Homes chief warns aged crisis worse
Narrogin Cottage Homes chief executive Julie Christensen says the aged care crisis has worsened, particularly in the regions.
The Royal Commission into Aged Care Quality and Safety provided an interim report at the end of last month and found the aged care system failed to meet the needs of elderly people.
Titled Neglect, the interim report found the aged care system needed an overhaul of its design, objectives, regulation and funding.
Mrs Christensen said since the release of the report, concerns regarding quality of care had continued to cause stress within the industry.

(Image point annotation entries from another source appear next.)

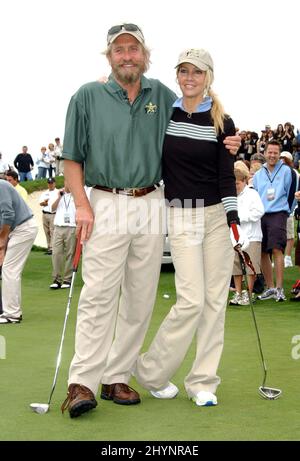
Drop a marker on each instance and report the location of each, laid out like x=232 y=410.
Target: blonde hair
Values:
x=217 y=111
x=255 y=167
x=241 y=175
x=241 y=168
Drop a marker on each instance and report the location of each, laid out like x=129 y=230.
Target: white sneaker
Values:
x=205 y=399
x=168 y=392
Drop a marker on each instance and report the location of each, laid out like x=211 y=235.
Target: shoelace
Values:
x=73 y=391
x=125 y=387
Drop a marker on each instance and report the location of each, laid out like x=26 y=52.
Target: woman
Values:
x=200 y=189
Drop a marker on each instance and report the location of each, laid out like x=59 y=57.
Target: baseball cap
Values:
x=131 y=29
x=286 y=154
x=197 y=56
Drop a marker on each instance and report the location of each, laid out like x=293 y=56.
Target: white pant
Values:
x=120 y=273
x=19 y=245
x=203 y=256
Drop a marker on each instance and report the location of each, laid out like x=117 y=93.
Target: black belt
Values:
x=133 y=192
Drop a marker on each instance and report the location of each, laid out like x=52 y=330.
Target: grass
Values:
x=31 y=349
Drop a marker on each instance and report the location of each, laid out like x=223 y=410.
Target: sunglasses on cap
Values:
x=129 y=27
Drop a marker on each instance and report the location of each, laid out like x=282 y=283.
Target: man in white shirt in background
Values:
x=46 y=200
x=59 y=163
x=64 y=239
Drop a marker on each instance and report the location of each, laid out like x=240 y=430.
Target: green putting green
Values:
x=31 y=348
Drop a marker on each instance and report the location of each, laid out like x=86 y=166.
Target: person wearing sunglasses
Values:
x=114 y=133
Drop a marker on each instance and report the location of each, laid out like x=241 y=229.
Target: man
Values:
x=4 y=167
x=64 y=239
x=116 y=131
x=24 y=164
x=13 y=178
x=46 y=200
x=59 y=163
x=273 y=183
x=18 y=230
x=287 y=158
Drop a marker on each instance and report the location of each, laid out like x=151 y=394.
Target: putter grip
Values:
x=77 y=253
x=235 y=231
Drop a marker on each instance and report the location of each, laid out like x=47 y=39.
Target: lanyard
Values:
x=267 y=173
x=67 y=205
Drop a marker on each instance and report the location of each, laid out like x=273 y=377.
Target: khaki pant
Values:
x=19 y=245
x=63 y=248
x=48 y=225
x=120 y=271
x=203 y=258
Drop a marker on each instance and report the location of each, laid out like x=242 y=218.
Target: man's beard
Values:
x=128 y=77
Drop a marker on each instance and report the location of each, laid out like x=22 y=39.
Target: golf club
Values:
x=42 y=408
x=269 y=393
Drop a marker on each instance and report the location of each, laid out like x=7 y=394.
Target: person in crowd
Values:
x=253 y=169
x=243 y=147
x=287 y=137
x=201 y=193
x=279 y=133
x=64 y=238
x=257 y=158
x=18 y=230
x=13 y=178
x=250 y=211
x=125 y=173
x=59 y=163
x=261 y=143
x=287 y=158
x=52 y=160
x=274 y=185
x=24 y=164
x=4 y=167
x=46 y=200
x=43 y=163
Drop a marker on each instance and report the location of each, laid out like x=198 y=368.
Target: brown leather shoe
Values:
x=80 y=399
x=120 y=393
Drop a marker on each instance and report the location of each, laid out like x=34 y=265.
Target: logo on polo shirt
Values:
x=151 y=108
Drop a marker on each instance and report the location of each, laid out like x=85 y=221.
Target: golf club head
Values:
x=270 y=393
x=40 y=408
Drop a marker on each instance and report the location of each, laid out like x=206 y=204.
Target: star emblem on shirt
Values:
x=151 y=108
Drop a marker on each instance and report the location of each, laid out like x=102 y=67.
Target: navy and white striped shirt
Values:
x=196 y=164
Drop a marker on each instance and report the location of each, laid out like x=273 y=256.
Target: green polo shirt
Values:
x=119 y=144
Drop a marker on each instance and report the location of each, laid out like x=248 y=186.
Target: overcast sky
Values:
x=49 y=48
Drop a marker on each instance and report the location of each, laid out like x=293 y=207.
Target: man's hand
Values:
x=238 y=237
x=232 y=143
x=84 y=222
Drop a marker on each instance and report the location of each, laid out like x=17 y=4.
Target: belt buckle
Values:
x=127 y=191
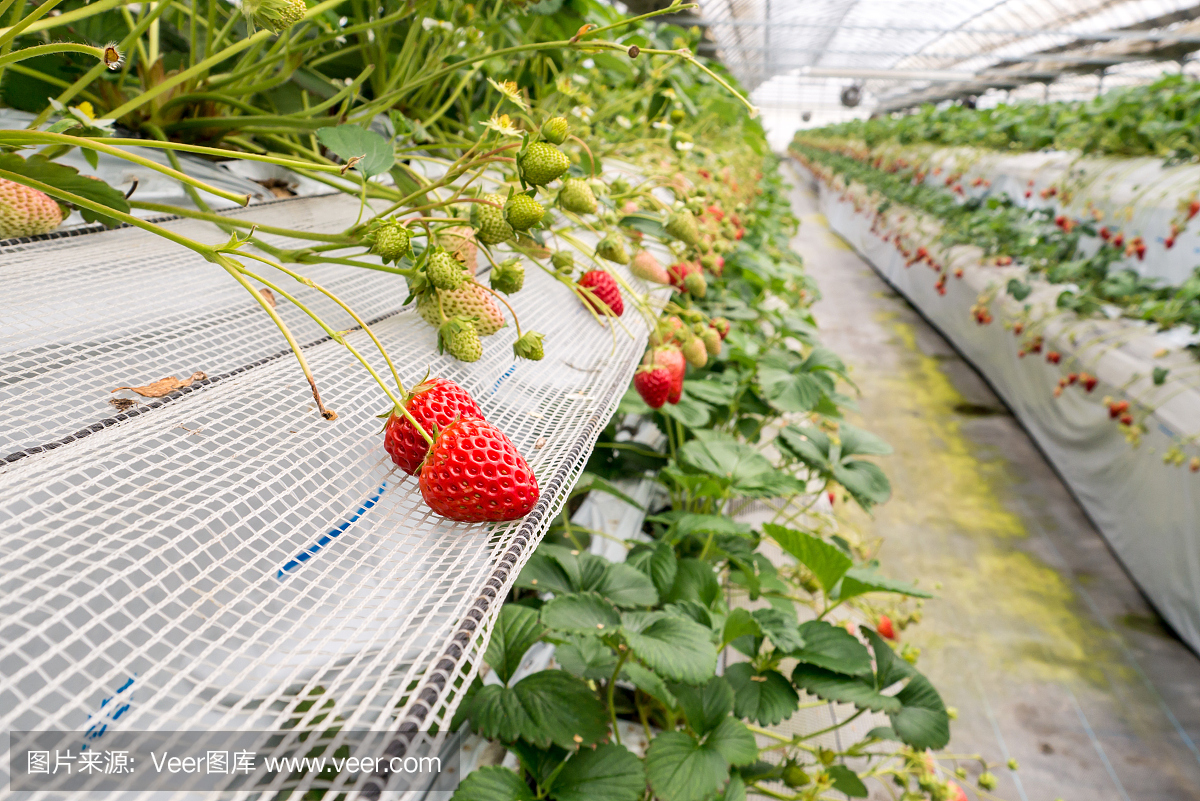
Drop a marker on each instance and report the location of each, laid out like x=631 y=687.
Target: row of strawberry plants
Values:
x=1158 y=119
x=641 y=639
x=538 y=97
x=1083 y=256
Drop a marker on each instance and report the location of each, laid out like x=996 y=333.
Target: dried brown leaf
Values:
x=163 y=386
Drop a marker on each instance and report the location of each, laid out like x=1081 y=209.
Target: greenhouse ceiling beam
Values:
x=1097 y=36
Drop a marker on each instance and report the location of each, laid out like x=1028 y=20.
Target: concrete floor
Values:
x=1038 y=637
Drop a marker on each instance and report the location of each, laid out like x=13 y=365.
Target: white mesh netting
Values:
x=220 y=559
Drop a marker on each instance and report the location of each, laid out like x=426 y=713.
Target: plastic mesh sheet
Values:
x=221 y=558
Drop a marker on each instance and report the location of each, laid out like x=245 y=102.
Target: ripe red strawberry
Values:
x=433 y=403
x=679 y=272
x=605 y=294
x=671 y=357
x=475 y=474
x=653 y=384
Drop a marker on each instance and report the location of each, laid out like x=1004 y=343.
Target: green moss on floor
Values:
x=948 y=522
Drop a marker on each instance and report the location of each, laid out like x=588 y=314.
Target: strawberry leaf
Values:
x=675 y=648
x=492 y=783
x=763 y=697
x=585 y=613
x=550 y=706
x=823 y=559
x=516 y=630
x=353 y=142
x=834 y=649
x=69 y=179
x=610 y=772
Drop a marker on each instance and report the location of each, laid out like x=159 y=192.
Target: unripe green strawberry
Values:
x=577 y=197
x=795 y=776
x=444 y=270
x=390 y=240
x=556 y=130
x=274 y=14
x=508 y=276
x=468 y=301
x=25 y=211
x=563 y=262
x=543 y=162
x=613 y=248
x=647 y=267
x=694 y=351
x=682 y=224
x=529 y=347
x=460 y=242
x=523 y=212
x=489 y=220
x=461 y=339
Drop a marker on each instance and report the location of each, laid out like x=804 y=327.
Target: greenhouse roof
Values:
x=799 y=55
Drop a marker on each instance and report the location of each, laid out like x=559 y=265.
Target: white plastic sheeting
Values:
x=1146 y=510
x=217 y=559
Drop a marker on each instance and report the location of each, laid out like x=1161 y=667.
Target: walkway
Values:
x=1039 y=638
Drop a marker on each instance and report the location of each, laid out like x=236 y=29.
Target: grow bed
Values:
x=222 y=558
x=1146 y=509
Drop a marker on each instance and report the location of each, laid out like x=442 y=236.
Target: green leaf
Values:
x=718 y=393
x=1018 y=289
x=351 y=140
x=587 y=657
x=863 y=443
x=550 y=706
x=922 y=721
x=516 y=630
x=826 y=560
x=627 y=586
x=809 y=445
x=492 y=783
x=736 y=790
x=865 y=481
x=737 y=465
x=703 y=524
x=610 y=772
x=835 y=686
x=648 y=682
x=739 y=624
x=689 y=411
x=787 y=390
x=859 y=580
x=585 y=613
x=681 y=769
x=780 y=628
x=695 y=580
x=733 y=741
x=648 y=226
x=763 y=697
x=675 y=648
x=833 y=648
x=707 y=705
x=67 y=179
x=846 y=781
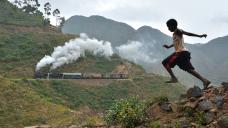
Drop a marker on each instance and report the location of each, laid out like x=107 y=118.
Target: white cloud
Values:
x=193 y=15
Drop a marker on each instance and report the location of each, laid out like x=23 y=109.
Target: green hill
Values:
x=60 y=102
x=12 y=15
x=25 y=101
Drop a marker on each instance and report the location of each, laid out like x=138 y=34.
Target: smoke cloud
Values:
x=135 y=51
x=74 y=49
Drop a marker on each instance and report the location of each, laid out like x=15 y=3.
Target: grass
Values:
x=24 y=101
x=12 y=15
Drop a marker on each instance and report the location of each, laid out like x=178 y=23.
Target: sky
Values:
x=197 y=16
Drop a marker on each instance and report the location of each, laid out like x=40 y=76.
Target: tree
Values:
x=47 y=11
x=29 y=6
x=62 y=21
x=56 y=14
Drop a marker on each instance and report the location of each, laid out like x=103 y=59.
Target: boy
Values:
x=181 y=56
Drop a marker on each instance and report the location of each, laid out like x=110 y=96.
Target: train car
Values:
x=71 y=75
x=119 y=76
x=92 y=76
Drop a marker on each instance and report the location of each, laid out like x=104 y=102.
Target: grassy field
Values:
x=57 y=102
x=12 y=15
x=25 y=101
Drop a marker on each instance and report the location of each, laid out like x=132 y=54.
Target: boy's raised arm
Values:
x=192 y=34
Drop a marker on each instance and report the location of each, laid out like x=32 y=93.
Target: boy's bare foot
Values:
x=172 y=80
x=206 y=84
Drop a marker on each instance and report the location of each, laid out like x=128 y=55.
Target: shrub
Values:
x=127 y=112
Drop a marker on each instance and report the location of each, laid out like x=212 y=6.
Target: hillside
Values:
x=209 y=59
x=75 y=102
x=25 y=101
x=11 y=15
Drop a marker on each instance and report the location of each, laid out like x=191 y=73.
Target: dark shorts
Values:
x=182 y=59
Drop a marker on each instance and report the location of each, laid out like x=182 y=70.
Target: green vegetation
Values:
x=25 y=101
x=127 y=112
x=21 y=51
x=12 y=15
x=22 y=106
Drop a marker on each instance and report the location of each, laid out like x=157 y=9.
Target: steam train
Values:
x=55 y=75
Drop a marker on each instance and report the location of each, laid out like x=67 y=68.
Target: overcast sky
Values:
x=197 y=16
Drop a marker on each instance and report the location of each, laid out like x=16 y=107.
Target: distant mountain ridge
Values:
x=210 y=59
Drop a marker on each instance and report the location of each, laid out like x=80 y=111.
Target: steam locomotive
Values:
x=55 y=75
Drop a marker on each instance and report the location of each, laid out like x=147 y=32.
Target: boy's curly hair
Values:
x=171 y=23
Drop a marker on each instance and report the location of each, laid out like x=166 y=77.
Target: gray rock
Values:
x=223 y=121
x=219 y=101
x=205 y=105
x=184 y=123
x=225 y=86
x=166 y=106
x=209 y=116
x=194 y=92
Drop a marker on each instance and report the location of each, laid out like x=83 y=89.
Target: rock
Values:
x=223 y=121
x=205 y=105
x=194 y=92
x=225 y=86
x=184 y=123
x=209 y=116
x=191 y=104
x=214 y=110
x=219 y=101
x=39 y=126
x=166 y=106
x=192 y=99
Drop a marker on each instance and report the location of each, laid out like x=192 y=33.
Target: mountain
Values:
x=25 y=101
x=209 y=59
x=12 y=15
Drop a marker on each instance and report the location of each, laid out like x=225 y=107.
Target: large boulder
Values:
x=194 y=92
x=205 y=105
x=225 y=86
x=223 y=121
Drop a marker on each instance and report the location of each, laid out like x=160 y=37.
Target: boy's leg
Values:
x=173 y=77
x=197 y=75
x=170 y=60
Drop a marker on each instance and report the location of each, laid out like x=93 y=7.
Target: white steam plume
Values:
x=74 y=49
x=135 y=51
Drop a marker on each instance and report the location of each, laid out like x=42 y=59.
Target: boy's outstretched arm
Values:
x=192 y=34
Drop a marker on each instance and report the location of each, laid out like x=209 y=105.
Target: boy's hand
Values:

“We still have the same level of funding from the Government and our costs are continuing to escalate, especially wages,” she said.
“In order to get quality care for the people we care for and avoid the unfortunate situations being flagged by the royal commission, we need money.
“Nowhere is this more evident than in rural facilities.”
Mrs Christensen said NCH had been looking for opportunities to save funds while maintaining an acceptable quality of care for residents.
“We have to make sure their home stays a safe and healthy place to live but it’s a bit hard to achieve sometimes,” she said.
In October, the Australian Medical Association called for a significant increase in Federal aged care funding in a 53-page submission to the royal commission.
Providing extra home care packages, reducing the use of psychotropic medications and stopping the flow of the younger generation going into aged care were the three key areas identified by the interim report where immediate action needed to be taken.
Mrs Christensen said it was hard to comment about the changes she wanted to see without seeing the final report.
“It’s OK to say money is one of those (areas of concern) but it’s not the only area,” she said.
“If the funds can be provided to ensure safe care, what is the balance for getting that extra money?”
The royal commission is required to provide a final report in November next year.